En conséquence, le secrétariat pourrait voir déferler une vague de contestations juridiques émanant des pays au nom de leurs entreprises, a-t-il assuré.
« Je ne dis pas que les pays doivent se précipiter pour régler leurs différends. Tout ce que je dis, c’est que s’ils le font, la jurisprudence apportera de la clarté à l’ensemble du droit commercial que nous avons développé sous la forme de cet accord ».
Établir une plateforme commerciale panafricaine
Pour que l’accord fonctionne, un diplomate occidental a déclaré que la Zlecaf doit profiter aux producteurs des petits pays pauvres ainsi qu’à ceux des régions plus industrialisées du continent. De nombreux pays voient la zone de libre-échange comme un moyen de stimuler leurs exportations, mais peu d’entre eux ont adopté le corollaire qui consiste à importer davantage.

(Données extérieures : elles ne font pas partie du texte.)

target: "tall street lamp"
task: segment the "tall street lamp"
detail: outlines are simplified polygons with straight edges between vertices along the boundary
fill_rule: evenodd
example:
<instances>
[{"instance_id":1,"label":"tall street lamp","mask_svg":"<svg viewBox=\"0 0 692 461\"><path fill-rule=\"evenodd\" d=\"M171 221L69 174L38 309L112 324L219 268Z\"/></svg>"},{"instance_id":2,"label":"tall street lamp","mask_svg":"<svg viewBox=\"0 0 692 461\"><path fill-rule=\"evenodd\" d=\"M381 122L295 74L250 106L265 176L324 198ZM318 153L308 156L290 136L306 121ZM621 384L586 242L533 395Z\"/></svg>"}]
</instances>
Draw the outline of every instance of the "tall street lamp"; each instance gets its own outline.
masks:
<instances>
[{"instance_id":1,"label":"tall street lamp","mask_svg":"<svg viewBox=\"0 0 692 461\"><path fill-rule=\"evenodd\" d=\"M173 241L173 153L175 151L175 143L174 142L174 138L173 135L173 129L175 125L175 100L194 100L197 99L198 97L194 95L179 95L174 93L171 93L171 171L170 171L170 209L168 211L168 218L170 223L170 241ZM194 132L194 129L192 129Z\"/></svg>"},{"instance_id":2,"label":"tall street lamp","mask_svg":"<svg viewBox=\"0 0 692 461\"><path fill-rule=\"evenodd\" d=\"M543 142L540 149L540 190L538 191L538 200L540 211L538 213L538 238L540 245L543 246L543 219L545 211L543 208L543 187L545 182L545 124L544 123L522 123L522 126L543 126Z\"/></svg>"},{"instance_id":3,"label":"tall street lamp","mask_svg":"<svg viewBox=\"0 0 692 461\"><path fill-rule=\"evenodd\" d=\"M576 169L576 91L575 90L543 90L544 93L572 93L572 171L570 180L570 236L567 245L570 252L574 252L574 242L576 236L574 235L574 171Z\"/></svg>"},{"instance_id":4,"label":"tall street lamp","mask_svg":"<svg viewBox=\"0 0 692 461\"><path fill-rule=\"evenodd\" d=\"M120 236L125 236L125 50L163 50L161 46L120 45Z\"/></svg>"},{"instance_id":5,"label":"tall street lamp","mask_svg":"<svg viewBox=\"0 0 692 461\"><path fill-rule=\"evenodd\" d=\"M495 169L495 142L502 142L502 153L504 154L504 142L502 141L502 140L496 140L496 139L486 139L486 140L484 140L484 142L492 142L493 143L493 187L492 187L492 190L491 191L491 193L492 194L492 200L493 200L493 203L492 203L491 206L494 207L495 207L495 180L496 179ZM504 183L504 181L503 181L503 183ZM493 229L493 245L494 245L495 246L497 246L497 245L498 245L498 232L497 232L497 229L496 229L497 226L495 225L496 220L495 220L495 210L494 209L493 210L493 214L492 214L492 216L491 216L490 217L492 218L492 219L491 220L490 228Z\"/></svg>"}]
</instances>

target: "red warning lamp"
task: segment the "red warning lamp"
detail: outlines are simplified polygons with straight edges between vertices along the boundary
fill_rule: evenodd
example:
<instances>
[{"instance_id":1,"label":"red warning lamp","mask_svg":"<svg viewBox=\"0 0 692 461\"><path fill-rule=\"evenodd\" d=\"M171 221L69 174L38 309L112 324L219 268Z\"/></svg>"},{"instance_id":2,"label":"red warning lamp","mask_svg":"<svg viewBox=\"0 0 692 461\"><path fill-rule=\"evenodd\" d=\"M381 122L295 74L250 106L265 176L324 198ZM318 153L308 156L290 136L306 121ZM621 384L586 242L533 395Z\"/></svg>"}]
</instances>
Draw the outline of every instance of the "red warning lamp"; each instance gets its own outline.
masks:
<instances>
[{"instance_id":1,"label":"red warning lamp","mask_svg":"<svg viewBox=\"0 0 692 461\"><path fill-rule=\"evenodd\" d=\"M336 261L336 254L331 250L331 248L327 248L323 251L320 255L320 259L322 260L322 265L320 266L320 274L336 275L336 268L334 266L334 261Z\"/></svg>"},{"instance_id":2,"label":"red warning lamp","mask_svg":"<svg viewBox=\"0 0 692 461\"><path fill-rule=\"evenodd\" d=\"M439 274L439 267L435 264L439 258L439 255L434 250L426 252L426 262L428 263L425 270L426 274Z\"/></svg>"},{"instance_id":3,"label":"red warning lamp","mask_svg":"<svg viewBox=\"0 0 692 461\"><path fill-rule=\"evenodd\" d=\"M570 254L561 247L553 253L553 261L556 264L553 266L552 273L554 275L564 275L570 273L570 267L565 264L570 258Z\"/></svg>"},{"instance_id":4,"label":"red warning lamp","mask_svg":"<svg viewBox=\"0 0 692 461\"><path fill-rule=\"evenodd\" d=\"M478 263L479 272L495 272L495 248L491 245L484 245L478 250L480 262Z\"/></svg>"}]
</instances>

M. Mene a expliqué que le secrétariat travaillait avec Afreximbank pour établir une plateforme commerciale panafricaine afin de permettre aux petites entreprises de commercer efficacement à travers les frontières et dans différentes devises. « Souvent, dans les accords commerciaux, les grands gagnants sont les pays déjà industrialisés et les grandes entreprises qui peuvent accéder aux nouveaux marchés littéralement du jour au lendemain », a-t-il déclaré.
Si la Zlecaf crée trop de perdants et pas assez de gagnants, M. Mene a déclaré qu’il pourrait y avoir un retour de bâton contre le libre-échange comme cela s’est produit aux États-Unis et dans certaines parties de l’Europe. Alors les Africains aussi concluraient, a-t-il dit, que « ces accords commerciaux ne fonctionnent pas ».